I’ve been putting this one off, as I’ve been somewhat unmotivated of late, but recent events have got me going again. As you may well have realised, music is, and always has been an important part of my life. It has helped my through some pretty rough times, and made the good times even better. All you need to do is take a look at my post titles to work out that music is a constant thread running through my life, but it goes a bit deeper than simply looking for appropriate titles.
I grew up listening to the truly great John Peel and his impish, young sidekick Andy Kershaw on BBC Radio One. Peel is pretty much single-handedly responsible for bringing non-top thirty music to the BBC. As far back as 1977 I can remember him playing the Buzzcocks’ “Spiral Scratch” EP in it’s entirety when no one else at Broadcasting House had even heard of them. He kept on finding great bands and bringing them to the fore, and I can’t even begin to imagine how many tapes I filled over the years as I tuned in from 10 pm to midnight four days a week.
I would go as far as to say that Peelie was responsible for around 90% of my music collection. The bands he turned me towards led to other bands, and so on, in a situation that can only be described as rabbit holes all the way down. Kershaw was very much in the same vein, but with a different approach, and his contribution is not to be dismissed lightly.
Fast forward to 2014. I had finally gotten around to listening to KEXP on a regular basis. I know: I arrived here in 1992 and it took me this long to get round to listening to the only radio station that matters. This is due to a combination of pretty much ignoring new music during the whole of the 90’s and having an iPod. However, my sweetie convinced me to give the station a try, and I was hooked pretty much straight away. Not long afterwards, I awaited with great antici ……………………….pation ( I had to throw in that reference) the arrival of “International Clash Day #3”. I could only listen to the first hour on my way to work, and I was hooked. I heard some more on my way home and determined to preserve the day. This is where a touch of Aspergers helps, in that I copied the playlist into Word and then recreated as much of the playlist as I could – IN THE CORRECT ORDER. Yep. It helped that I had many of the tracks already and found many, many more without having to spend a fortune, and now the playlist sits on my iPod ready whenever I need a blast of great, great music.

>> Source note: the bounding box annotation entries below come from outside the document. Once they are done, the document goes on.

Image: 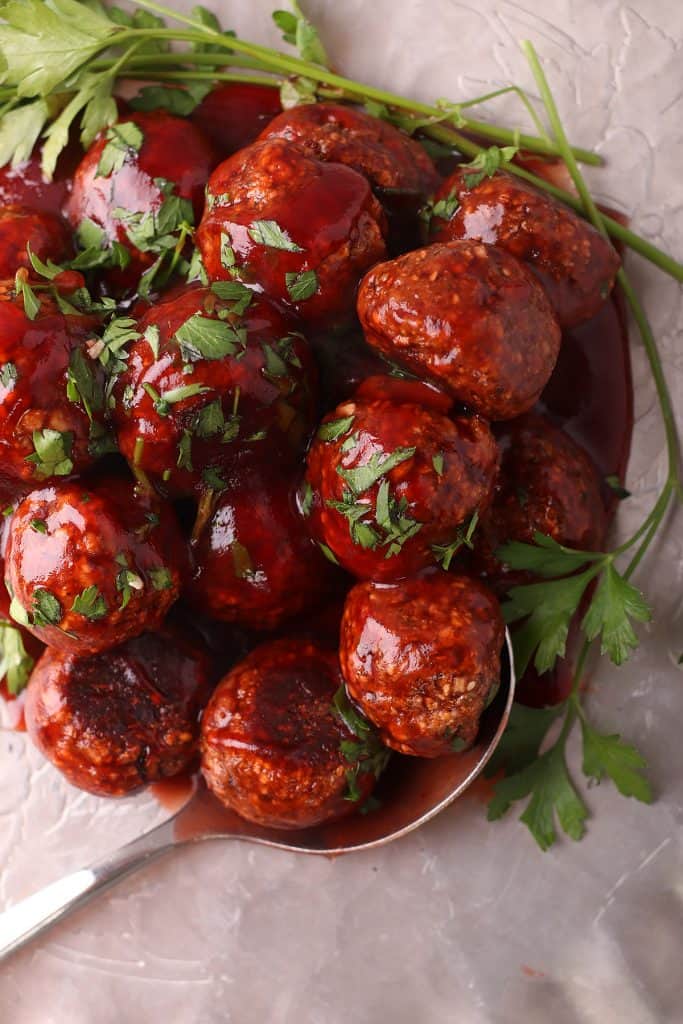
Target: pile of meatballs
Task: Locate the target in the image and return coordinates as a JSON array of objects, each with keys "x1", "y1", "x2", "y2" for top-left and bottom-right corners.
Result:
[{"x1": 0, "y1": 85, "x2": 618, "y2": 828}]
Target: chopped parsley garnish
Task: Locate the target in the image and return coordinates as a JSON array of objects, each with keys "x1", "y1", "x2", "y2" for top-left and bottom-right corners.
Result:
[{"x1": 26, "y1": 427, "x2": 74, "y2": 477}]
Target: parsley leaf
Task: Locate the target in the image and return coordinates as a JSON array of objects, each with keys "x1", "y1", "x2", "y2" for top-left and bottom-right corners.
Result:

It goes beyond that, though. KEXP seem to be imbued with the spirit of John Peel, playing great music, regardless of age or provenance. I will admit that I’ve picked up on so many great acts just by tuning in whenever I get the chance – Tacocat, Sharon Jones and the Dap Kings, Phantogram, Underworld, Los Campesinos, to name but a few. One thing that really helps is that the D.J.s have total control over their shows, so they have the opportunity to react to events without having to get clearance from management or advertisers. This really makes them stand out. For example, in response to news of the Little Orange One’s Muslim ban, they played music from the seven countries affected. They devoted a whole day to the healing effects of music, playing tracks that had meaning to cancer patients and their families, A day given over to LGBTQ artists in support of Gay Pride, a whole day dedicated to the Beastie Boys’ album “Paul’s Boutique”, playing not just each track, but each track sampled for the album, in the correct order. Can you imagine the amount of work involved in tracking down each sample and the track from which it came? They even played “Should I Stay or Should I Go?” followed by “Safe European Home” to kick off an afternoon devoted to British artists the day after the Brexit vote – totally spontaneously and much appreciated by yours truly
This kind of dedication really pays off: Every D.J. really cares about the music, and you can’t help but pick up on the enthusiasm. I’m not a Rockabilly fan by any means, but as “Shake The Shack” is on on Friday evenings, I get to hear quite a bit of the show as I run my daughter to and from her horse riding lessons. I’m never going to splash out on tickets for a concert, but I’ve really come to enjoy the genre – it’s always uplifting, fast paced and often quite humourous. I can see why some people are devoted to it, and I certainly wouldn’t turn the show off.
Being publically funded, they have regular spring and autumn pledge drives – a phrase that strikes dread into the hearts of most pubic radio and T.V. fans. However, not so this year. You see, last autumn I could afford to donate to the station, and felt very happy about it, not least because of the awesome tee shirt and hoodie I received as gifts in return for my donation. Of course, if I can afford it, I will re-up this autumn, and this meant that I didn’t turn the radio off during the pledge breaks.
Considering that the Toxic Revenger has pledged to end all funding for public broadcasting, this makes the pledge drives all the more important, especially for those of us who want to hear more than just cool jazz, young country, oldies or classic rock when we press the ‘on’ button. I mean, where else can you hear Norwegian Rockabilly, Chilean Rap, Portuguese Hip Hop or Mexican Punk? Did you even know those genres exist? You do now!